My answer, therefore, deals with what those first 3 chapters prove, for Paul there quotes Psalm 14:1-3 & 53 to bring home the full impact of what he started to say at the beginning of his letter. He starts by declaring that every person who denies the reality and claims of God is without excuse on two counts:
(1) The power of God unto salvation has been revealed through the gospel of Christ, to all who believe it; God’s righteousness has been shown in and through Christ for, via the cross and the resurrection, God dealt righteously with sin by pouring his wrath against sin upon his sinless Son, which enabled justice to be dispensed whilst simultaneously enabling his undeserved love and forgiveness to be received by sinners who put faith in that provision.
(2) That which may be known of God’s qualities and creatorship is seen in his creation, thus those who deny that evidence are without excuse.
But those who do not like to retain God in their knowledge have been given over by him to do what their unrepentant, unbelieving hearts desire to do (vss.28-31). There’s little need to single out homosexuality, for those verses also list acts of unrighteousness like fornication, wickedness, covetousness, maliciousness, envy, murder, argumentativeness, deceit, and suchlike things. It is not that all unrighteous people are homosexuals. There are plenty people in the world who would never do that but they are full of covetousness and maliciousness, or they are utterly deceitful, or they are murderers. The point of chapter 1 is to start unpacking how “the gospel of Christ is the power of God unto salvation to every one that believeth; to the Jew first, and also to the Greek. For therein is the righteousness of God revealed from faith to faith: as it is written, The just shall live by faith.’ (A quote from Habakkuk 2:4.)
Chapter 2 starts with, “Therefore thou art inexcusable, O man, whosoever thou art that judgest…” So you have to have taken on board all of chapter 1 to follow the continuation of the argument in chapter 2. Those who seek God’s righteousness are contrasted with contentious people who do not obey God’s truth, but who obey unrighteousness. “For there is no respect of persons with God, for as many as have sinned without law shall also perish without law: and as many as have sinned in the law shall be judged by the law” (vss. 8-12).
Chapter 3 then asks what advantage there is in being a Jew, and the point is made that both Jew and Gentile alike are condemned in their sin, and God is not unrighteous to take vengeance and to judge the world. This is where the Psalms are quoted, bringing us back to the point of chapter 1:
“As it is written, There is none righteous, no, not one: There is none
that understandeth, there is none that seeketh after God.
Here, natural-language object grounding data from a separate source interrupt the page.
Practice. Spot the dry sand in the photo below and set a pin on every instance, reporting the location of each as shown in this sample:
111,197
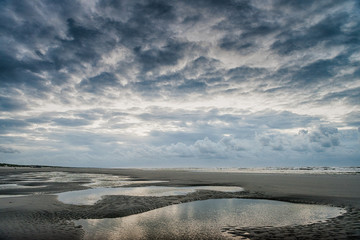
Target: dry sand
42,216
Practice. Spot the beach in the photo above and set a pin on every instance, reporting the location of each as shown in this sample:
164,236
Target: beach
37,212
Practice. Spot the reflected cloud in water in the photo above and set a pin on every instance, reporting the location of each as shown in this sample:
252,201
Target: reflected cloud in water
205,219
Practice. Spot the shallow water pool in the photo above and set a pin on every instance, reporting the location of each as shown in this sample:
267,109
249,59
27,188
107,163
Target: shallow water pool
205,219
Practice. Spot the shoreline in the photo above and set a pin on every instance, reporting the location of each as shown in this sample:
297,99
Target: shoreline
335,190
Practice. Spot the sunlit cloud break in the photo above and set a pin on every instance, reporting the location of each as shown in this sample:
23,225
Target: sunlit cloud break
206,83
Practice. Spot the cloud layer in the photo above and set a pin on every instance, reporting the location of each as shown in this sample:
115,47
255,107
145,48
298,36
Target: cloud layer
180,83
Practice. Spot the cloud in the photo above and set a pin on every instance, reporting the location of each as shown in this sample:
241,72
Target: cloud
207,83
8,104
8,150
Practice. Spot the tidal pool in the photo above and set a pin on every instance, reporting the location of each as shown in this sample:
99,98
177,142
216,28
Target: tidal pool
205,219
91,196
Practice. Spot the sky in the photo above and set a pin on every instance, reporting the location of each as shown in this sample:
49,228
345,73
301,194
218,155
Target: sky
205,83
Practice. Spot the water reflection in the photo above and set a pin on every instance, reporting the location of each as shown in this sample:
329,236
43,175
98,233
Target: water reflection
205,219
90,196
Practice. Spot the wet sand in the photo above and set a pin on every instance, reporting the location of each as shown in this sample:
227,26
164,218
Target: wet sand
41,216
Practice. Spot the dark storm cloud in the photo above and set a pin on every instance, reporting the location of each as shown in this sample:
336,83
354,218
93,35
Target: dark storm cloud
165,56
236,77
98,83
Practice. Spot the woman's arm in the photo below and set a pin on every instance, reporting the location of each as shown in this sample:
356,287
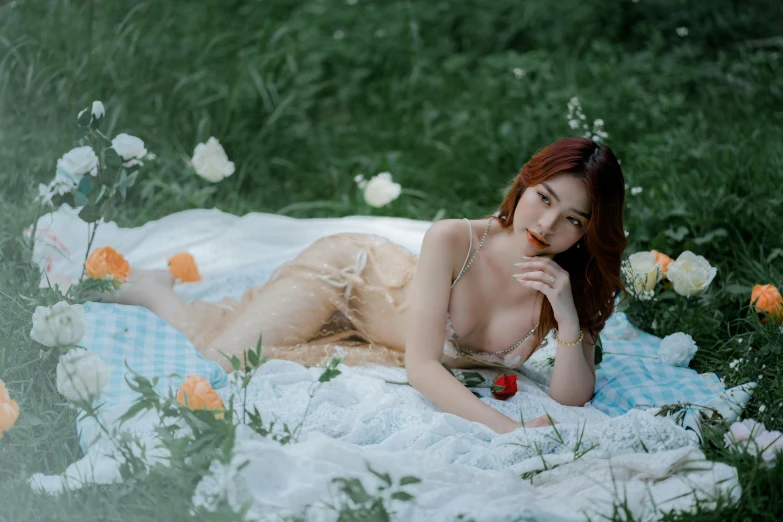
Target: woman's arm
573,376
426,322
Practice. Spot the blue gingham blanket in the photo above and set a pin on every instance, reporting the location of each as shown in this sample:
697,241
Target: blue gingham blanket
630,376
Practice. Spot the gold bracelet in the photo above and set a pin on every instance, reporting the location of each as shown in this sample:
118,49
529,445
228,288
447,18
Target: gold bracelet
578,341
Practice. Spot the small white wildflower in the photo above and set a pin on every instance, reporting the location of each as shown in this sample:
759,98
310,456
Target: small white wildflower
690,274
59,325
677,349
128,147
211,162
380,190
98,110
82,375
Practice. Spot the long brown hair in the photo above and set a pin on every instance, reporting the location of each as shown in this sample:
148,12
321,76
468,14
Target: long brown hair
593,267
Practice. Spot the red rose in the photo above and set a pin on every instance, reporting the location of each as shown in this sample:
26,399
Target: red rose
504,386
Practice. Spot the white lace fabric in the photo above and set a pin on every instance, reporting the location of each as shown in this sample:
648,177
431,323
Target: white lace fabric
359,418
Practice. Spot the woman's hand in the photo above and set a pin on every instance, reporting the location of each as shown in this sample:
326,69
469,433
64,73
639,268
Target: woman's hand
537,273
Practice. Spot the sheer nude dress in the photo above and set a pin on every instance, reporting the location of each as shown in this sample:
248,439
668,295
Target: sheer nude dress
344,292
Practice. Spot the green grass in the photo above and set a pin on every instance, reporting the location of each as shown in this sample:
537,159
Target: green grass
424,90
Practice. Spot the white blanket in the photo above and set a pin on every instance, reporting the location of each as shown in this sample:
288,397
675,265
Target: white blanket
645,462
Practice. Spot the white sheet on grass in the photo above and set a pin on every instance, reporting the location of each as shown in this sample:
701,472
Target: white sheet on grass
645,462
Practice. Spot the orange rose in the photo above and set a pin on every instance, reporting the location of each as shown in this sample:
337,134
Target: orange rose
9,410
107,262
767,298
664,261
200,395
184,268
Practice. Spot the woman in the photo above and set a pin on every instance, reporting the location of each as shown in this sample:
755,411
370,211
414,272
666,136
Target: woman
550,259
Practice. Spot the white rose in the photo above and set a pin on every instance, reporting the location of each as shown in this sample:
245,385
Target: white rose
98,111
643,270
743,431
677,349
690,274
82,375
381,190
72,167
58,325
128,147
211,161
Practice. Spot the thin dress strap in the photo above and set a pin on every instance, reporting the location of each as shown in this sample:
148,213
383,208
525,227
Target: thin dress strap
467,263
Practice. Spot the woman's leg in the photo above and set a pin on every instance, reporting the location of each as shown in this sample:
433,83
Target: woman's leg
295,305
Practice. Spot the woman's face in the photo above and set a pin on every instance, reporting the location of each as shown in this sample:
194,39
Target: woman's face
556,211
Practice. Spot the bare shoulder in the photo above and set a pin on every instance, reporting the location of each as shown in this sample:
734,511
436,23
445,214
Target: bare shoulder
450,240
448,233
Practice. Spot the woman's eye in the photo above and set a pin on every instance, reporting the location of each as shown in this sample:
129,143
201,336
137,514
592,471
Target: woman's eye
574,222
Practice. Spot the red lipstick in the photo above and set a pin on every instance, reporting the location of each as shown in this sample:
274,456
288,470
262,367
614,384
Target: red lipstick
536,241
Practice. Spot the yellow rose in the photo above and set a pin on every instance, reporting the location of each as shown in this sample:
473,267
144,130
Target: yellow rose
768,299
200,395
106,261
643,271
690,274
9,410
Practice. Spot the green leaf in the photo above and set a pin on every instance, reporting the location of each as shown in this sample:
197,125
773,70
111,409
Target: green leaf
100,194
776,252
401,495
354,489
329,374
448,369
710,237
385,477
80,199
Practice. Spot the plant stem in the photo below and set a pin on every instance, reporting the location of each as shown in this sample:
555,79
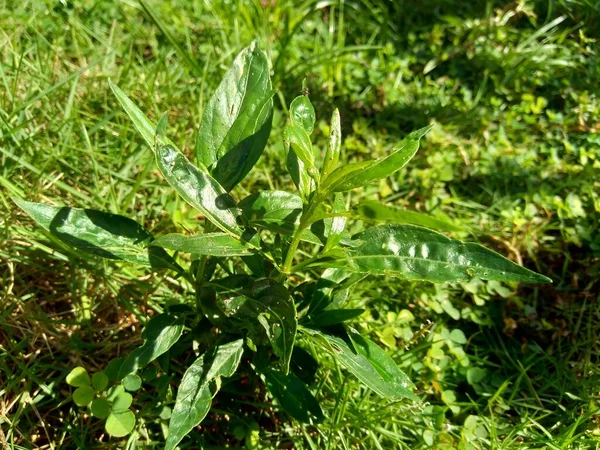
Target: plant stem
304,221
They are all
gone out of the way, they are together become unprofitable; there is
none that doeth good, no, not one. Their throat is an open sepulchre;
with their tongues they have used deceit; the poison of asps is under
their lips: whose mouth is full of cursing and bitterness: their feet
are swift to shed blood; destruction and misery are in their ways, and
the way of peace they have not known; there is no fear of God before
their eyes” (Psalm 14:1-3 & 53).
And, by vs. 20 he can say,
“Therefore by the deeds of the law there shall no flesh be justified
in his sight: for by the law is the knowledge of sin. But now the
righteousness of God by faith of Jesus Christ unto all and upon all
them that believe – for there is no difference, for all have sinned
and come short of the glory of God; being justified freely by his
grace through the redemption that is in Christ Jesus …Therefore we
conclude that a man is justified by faith without the deeds of the
By now, the answer to your question should have become clear. There is no-one righteous, no, not even one. Logically, this means that all are unrighteous, from God's sinless perspective. But those who accept the righteousness of God in what he did to deal with all our sin at the cross, will be justified by God, due to faith of Jesus Christ to all who believe.